I’m not sure who to credit this statement of truth but I remind myself of it often. In order to imagine painting for a living I had to think big, much bigger than I had been thinking throughout my life while I was working away in a cubicle. And as I continued to look at the stars, think big, and succeed at making these big thoughts into my reality I noticed that the people in my life fell into two camps. There where those who thought that I was unrealistic or who plainly ignored me when I shared my victories, literally changing the subject, most often to themselves. Then there where those who cheered my on, and who at times, would hold even more of a belief in my big ideas than I did.
Over the past five years I’ve watched a whole group of small thinkers fade out of my life and a whole group of big thinkers step in. In fact, they are still showing up. Bob Proctor who is a personal development guru, and has worked with the likes of Ellen DeGeneres. David Mathison who is a thought leader in the renaissance of new media. Jonathan Fields, author of Career Renegade, to name a few. And lesser known names, but no less important, who are definitely big thinkers and who are leading change, imagining new frontiers, and who I appreciate knowing.

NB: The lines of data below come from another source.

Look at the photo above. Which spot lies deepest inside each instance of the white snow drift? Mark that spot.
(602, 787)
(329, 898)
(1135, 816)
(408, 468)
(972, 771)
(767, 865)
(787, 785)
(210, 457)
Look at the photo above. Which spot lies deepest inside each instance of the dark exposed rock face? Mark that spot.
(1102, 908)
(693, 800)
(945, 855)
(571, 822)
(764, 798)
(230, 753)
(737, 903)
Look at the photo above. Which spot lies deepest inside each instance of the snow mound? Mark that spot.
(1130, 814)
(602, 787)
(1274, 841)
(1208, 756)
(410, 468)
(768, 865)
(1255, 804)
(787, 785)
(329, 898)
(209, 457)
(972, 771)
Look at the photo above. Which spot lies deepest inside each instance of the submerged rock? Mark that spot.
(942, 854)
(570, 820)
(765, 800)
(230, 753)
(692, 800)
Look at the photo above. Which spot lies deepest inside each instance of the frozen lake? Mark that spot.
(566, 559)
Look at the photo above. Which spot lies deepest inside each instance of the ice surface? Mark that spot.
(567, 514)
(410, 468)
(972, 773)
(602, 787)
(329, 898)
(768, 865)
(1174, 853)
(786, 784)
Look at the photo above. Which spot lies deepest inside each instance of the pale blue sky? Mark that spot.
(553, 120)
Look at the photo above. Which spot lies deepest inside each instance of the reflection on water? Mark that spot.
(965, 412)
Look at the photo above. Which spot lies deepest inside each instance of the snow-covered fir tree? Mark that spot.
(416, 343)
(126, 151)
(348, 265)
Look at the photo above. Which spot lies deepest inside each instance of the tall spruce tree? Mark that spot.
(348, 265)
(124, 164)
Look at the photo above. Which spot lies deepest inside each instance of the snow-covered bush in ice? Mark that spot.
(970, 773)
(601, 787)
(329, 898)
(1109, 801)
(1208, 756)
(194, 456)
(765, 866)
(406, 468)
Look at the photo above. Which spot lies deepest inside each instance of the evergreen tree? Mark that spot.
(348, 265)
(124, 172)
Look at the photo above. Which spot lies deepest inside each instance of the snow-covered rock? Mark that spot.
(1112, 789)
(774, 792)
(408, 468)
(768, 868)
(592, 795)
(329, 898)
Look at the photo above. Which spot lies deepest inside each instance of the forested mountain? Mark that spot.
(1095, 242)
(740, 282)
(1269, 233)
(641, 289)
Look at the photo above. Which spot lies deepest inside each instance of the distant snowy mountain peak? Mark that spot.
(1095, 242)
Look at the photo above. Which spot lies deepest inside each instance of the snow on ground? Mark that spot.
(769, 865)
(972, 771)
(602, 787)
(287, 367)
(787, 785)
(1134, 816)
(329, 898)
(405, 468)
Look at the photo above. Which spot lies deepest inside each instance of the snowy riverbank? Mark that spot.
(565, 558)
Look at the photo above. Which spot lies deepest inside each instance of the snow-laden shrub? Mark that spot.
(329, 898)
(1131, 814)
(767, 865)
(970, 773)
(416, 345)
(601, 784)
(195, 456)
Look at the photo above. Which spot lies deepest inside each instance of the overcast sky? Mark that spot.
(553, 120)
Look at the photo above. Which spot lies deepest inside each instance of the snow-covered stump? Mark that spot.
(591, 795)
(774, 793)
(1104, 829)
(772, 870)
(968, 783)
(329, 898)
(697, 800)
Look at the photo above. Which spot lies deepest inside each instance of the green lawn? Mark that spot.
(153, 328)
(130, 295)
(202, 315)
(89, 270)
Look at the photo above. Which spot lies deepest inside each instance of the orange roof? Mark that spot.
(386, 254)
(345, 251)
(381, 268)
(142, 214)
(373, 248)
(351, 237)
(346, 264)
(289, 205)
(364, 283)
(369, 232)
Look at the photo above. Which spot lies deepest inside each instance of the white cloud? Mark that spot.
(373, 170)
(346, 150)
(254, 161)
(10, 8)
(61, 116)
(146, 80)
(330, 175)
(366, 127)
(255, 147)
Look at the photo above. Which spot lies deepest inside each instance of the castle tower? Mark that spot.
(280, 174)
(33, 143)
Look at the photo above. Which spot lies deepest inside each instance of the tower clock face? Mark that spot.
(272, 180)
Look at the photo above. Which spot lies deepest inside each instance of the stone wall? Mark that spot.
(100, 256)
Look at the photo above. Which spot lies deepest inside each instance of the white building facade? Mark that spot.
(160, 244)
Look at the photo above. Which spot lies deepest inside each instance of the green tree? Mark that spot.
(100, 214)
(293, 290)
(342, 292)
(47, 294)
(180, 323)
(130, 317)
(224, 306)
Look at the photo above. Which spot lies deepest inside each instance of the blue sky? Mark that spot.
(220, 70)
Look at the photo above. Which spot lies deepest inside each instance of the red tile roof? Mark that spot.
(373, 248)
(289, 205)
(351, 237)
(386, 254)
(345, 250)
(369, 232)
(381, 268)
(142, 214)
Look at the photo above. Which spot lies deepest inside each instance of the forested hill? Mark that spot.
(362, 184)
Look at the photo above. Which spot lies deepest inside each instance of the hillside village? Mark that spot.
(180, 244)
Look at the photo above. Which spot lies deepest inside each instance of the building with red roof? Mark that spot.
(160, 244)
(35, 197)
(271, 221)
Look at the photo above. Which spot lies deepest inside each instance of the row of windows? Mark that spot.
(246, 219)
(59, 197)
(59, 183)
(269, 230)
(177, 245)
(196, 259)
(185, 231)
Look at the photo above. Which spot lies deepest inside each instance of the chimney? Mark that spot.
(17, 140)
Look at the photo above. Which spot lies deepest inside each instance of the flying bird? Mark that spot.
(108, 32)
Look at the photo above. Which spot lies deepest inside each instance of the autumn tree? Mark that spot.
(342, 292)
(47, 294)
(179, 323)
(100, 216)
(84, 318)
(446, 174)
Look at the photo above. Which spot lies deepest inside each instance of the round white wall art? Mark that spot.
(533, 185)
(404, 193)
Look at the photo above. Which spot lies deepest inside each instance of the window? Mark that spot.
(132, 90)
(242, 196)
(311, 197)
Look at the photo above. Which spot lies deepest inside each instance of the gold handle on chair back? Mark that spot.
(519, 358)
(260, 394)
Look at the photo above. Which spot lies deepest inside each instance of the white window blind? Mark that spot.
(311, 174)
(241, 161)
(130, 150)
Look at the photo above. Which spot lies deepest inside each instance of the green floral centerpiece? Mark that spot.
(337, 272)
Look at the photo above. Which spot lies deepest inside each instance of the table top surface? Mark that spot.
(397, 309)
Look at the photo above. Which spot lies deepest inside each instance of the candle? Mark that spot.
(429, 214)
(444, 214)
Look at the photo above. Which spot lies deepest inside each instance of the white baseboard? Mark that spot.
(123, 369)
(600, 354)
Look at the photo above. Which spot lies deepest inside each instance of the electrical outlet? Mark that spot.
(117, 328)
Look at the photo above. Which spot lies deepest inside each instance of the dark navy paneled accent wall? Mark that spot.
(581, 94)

I’m quite sure that it’s thinking bigger that has allowed my path to cross with big thinkers. I can remember Bob Proctor saying, “I really don’t like small talk, I like big talk.” Although on one level its sad to see some people fade out my life, I recognize that rarely does anyone stay in your life forever, that nothing is permanent, and it’s often for the best because it makes room for people who are positive influences.